Friday, January 25, 2013

The Horror of An Honest Pro-Abortion Feminist


The mental and verbal gymnastics most "pro-choice" people go through to argue that unborn children are not human beings is amazing (and frustrating) to see and hear. However, hearing one of them admit that a "fetus" is a human life, and yet still okay to kill, is beyond frustrating and moving into the horrendous category. The quote below is from Mary Elizabeth Williams at Salon.com:
All life is not equal. That’s a difficult thing for liberals like me to talk about, lest we wind up looking like death-panel-loving, kill-your-grandma-and-your-precious-baby storm troopers. Yet a fetus can be a human life without having the same rights as the woman in whose body it resides. She’s the boss. Her life and what is right for her circumstances and her health should automatically trump the rights of the non-autonomous entity inside of her. Always.

When we on the pro-choice side get cagey around the life question, it makes us illogically contradictory. I have friends who have referred to their abortions in terms of “scraping out a bunch of cells” and then a few years later were exultant over the pregnancies that they unhesitatingly described in terms of “the baby” and “this kid.” I know women who have been relieved at their abortions and grieved over their miscarriages. Why can’t we agree that how they felt about their pregnancies was vastly different, but that it’s pretty silly to pretend that what was growing inside of them wasn’t the same? Fetuses aren’t selective like that. They don’t qualify as human life only if they’re intended to be born.

When we try to act like a pregnancy doesn’t involve human life, we wind up drawing stupid semantic lines in the sand: first trimester abortion vs. second trimester vs. late term, dancing around the issue trying to decide if there’s a single magic moment when a fetus becomes a person.

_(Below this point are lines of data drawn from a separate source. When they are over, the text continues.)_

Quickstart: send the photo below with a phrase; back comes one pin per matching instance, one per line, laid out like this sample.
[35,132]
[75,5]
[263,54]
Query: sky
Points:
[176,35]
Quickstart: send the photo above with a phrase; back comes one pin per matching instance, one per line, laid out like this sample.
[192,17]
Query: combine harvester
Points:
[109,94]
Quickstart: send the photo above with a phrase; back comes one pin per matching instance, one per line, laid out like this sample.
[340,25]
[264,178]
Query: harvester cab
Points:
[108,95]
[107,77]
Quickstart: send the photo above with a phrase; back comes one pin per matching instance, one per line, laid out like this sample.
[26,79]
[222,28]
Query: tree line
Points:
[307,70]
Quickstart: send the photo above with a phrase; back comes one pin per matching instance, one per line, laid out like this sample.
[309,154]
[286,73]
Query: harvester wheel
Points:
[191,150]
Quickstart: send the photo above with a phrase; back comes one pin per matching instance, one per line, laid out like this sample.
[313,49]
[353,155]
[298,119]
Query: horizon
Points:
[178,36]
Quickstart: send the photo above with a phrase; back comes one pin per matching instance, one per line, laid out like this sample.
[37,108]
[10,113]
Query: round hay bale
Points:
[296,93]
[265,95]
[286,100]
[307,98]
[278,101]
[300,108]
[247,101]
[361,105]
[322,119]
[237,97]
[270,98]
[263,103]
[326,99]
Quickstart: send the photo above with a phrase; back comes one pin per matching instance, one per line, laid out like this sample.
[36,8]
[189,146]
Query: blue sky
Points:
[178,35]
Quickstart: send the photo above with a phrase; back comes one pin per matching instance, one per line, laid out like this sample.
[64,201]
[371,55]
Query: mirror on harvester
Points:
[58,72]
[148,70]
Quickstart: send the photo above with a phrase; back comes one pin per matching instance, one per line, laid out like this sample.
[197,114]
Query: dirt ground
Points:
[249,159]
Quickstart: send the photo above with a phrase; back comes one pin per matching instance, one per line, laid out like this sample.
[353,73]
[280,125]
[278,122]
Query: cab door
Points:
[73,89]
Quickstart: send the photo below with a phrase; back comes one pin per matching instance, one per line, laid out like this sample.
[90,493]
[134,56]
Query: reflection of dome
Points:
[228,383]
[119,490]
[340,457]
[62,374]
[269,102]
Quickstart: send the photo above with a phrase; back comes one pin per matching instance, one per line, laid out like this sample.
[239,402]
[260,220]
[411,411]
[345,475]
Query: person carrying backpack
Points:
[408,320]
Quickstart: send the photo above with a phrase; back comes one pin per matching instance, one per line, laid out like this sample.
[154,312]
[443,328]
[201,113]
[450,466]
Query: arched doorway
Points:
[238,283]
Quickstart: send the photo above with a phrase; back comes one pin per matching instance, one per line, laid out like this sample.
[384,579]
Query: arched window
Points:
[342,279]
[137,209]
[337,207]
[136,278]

Are you human only when you’re born? Only when you’re viable outside of the womb? Are you less of a human life when you look like a tadpole than when you can suck on your thumb?
Okay, the fetus is human. Progress? But then she concludes with these chilling lines:
I would put the life of a mother over the life of a fetus every single time — even if I still need to acknowledge my conviction that the fetus is indeed a life. A life worth sacrificing.
The horror of that last phrase should shock us to the core. This is where the worship of unlimited sexual freedom with no consequences has brought our culture. God have mercy!